Turing concludes by speculating about a time when machines will compete with humans on numerous intellectual tasks and suggests tasks that could be used to make that start. Turing then suggests that abstract tasks such as playing chess could be a good place to start another method which he puts as "..it is best to provide the machine with the best sense organs that money can buy, and then teach it to understand and speak English.".

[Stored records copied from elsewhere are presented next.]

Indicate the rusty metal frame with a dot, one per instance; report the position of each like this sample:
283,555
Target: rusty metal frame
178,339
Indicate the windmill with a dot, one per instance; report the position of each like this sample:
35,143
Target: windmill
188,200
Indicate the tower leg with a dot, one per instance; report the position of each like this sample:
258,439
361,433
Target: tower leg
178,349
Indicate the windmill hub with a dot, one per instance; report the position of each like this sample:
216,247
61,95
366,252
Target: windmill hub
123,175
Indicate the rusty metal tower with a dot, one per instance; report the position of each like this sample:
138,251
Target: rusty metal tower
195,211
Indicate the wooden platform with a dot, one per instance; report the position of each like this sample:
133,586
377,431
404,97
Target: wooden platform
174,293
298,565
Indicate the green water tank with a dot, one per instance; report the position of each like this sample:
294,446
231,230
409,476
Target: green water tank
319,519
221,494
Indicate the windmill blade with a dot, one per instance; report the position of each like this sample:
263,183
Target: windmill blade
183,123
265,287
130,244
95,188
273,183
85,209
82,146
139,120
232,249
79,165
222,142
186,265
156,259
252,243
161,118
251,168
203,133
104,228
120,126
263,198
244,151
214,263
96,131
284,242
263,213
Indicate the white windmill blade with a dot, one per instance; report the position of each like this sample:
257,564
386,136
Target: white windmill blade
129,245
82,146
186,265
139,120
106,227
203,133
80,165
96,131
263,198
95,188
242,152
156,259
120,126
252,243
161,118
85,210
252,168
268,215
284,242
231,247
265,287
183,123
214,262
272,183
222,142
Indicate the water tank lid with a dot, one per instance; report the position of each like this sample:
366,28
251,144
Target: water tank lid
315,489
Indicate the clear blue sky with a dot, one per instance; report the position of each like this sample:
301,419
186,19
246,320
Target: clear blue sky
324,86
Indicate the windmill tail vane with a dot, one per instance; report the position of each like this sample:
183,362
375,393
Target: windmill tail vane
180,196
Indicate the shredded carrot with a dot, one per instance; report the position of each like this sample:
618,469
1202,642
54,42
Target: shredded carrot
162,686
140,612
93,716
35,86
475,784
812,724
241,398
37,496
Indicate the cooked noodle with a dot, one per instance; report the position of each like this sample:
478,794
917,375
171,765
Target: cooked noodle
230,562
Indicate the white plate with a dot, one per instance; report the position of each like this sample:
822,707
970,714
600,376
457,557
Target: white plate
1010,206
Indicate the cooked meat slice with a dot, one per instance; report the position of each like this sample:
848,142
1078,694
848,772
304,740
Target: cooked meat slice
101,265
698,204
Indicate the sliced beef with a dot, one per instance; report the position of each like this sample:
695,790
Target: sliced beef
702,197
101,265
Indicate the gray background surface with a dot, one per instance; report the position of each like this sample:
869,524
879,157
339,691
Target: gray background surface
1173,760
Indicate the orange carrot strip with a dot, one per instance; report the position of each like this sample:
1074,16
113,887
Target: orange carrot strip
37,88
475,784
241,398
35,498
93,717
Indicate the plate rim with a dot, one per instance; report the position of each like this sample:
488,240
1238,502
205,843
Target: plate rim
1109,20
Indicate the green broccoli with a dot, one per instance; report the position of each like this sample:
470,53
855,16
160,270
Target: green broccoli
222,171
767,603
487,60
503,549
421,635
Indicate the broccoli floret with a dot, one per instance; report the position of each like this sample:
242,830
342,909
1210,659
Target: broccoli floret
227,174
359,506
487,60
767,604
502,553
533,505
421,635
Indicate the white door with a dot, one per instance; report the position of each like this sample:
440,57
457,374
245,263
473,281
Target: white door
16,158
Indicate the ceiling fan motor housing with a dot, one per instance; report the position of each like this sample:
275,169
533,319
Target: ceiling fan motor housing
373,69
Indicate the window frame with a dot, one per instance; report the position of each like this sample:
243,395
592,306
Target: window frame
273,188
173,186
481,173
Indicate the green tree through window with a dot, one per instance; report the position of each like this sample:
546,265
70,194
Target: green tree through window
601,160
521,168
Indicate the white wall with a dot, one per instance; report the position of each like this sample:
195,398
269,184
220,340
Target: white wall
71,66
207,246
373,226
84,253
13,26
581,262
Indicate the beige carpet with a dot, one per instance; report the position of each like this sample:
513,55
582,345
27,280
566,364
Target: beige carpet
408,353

An examination of the development in artificial intelligence that has followed reveals that the learning machine did take the abstract path suggested by Turing as in the case of Deep Blue, a chess playing computer developed by IBM and one which defeated the world champion Garry Kasparov (though, this too is controversial) and the numerous computer chess games which can outplay most amateurs. As for the second suggestion Turing makes, it has been likened by some authors as a call to finding a simulacrum of human cognitive development. Such attempts at finding the underlying algorithms by which children learn the features of the world around them are only beginning to be made.